I have made the argument that the PDMP is a law enforcement surveillance tool. And that, even if it’s in health care, it retains the vestiges of being a law enforcement surveillance tool … And so, we have to rethink whether we think prescription data is private data, or if we think it’s something else, the way that it’s being treated right now. 

But you also asked if I can see it expanding, and you know the saying… matter can be neither created nor destroyed. Well, technology is so easily created and very difficult to destroy. Because once you’ve created the technology, suddenly you realize there are all kinds of different uses for the technology. And so, one of the things that has changed with PDMPs is in a couple of states, they’ve started to put drug arrest data in the PDMP. So, they’re actually combining law enforcement data with health care data in the same system. 
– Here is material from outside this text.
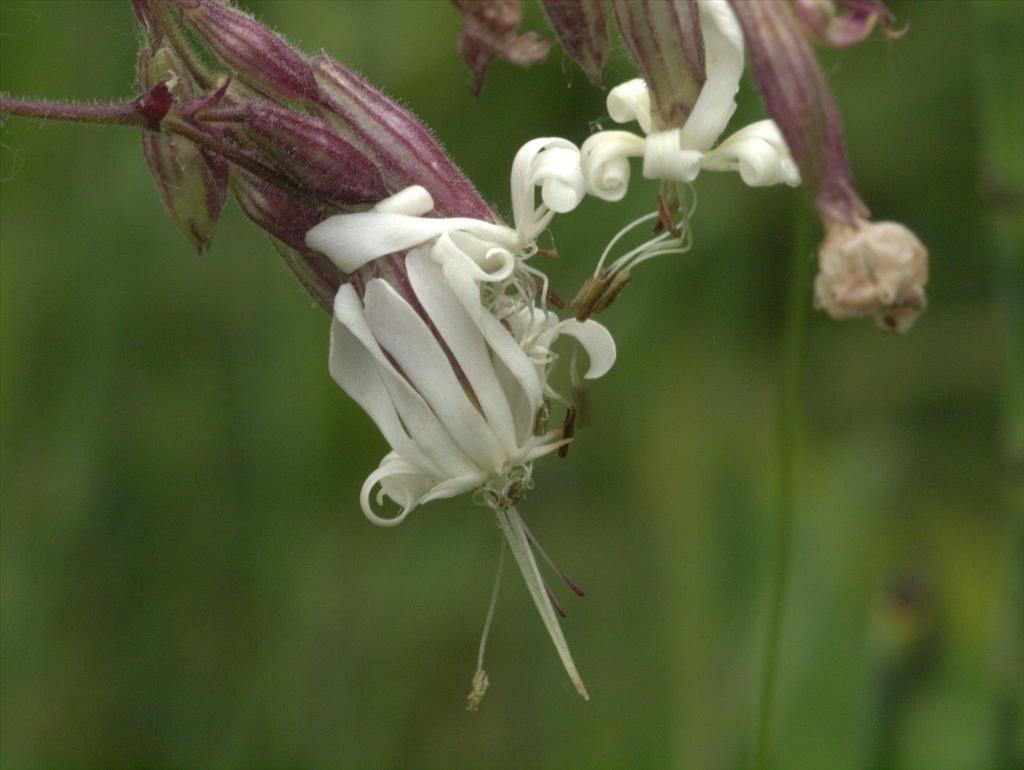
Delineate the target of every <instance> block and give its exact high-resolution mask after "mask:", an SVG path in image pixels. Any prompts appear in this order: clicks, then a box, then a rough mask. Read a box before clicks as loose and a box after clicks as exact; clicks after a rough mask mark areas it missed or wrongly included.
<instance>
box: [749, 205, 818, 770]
mask: <svg viewBox="0 0 1024 770" xmlns="http://www.w3.org/2000/svg"><path fill="white" fill-rule="evenodd" d="M810 223H811V214H810V212H809V210H808V209H807V207H801V210H800V212H799V214H798V216H797V222H796V228H795V239H794V245H793V256H792V263H791V267H790V290H788V294H787V297H786V302H785V327H784V330H783V334H782V351H781V367H780V372H779V380H778V402H777V410H778V413H777V418H776V427H775V464H776V465H775V501H774V506H773V508H774V524H775V541H774V545H775V565H774V574H773V576H772V587H771V605H770V607H769V614H768V631H767V635H766V637H765V649H764V662H763V669H762V680H761V697H760V704H759V714H758V735H757V754H756V767H758V768H759V769H760V770H766V768H768V766H769V762H770V760H771V752H770V741H771V734H772V725H773V718H774V711H775V691H776V689H777V680H778V664H779V656H780V651H781V646H782V619H783V613H784V611H785V600H786V593H787V591H788V584H790V564H791V561H792V551H793V526H794V524H793V519H794V507H795V506H794V502H795V486H796V484H795V478H796V466H797V437H798V434H799V432H800V414H801V411H802V401H803V398H802V393H803V363H804V355H803V353H804V346H805V337H806V331H807V315H808V305H809V301H808V300H809V297H810V290H809V286H810V274H811V258H812V249H811V238H810V229H811V226H810Z"/></svg>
But we can also certainly imagine a lot of other drugs being policed. I’m thinking about drugs used for reproductive health. I’m thinking about drugs used for gender affirming care. Once you have this kind of system, it’s very easy to add other drugs and to track other kinds of drugs. And so, I think they’ve only just barely dipped their toes into what kinds of medications they’re going to surveil.

 

This interview has been edited for length and clarity.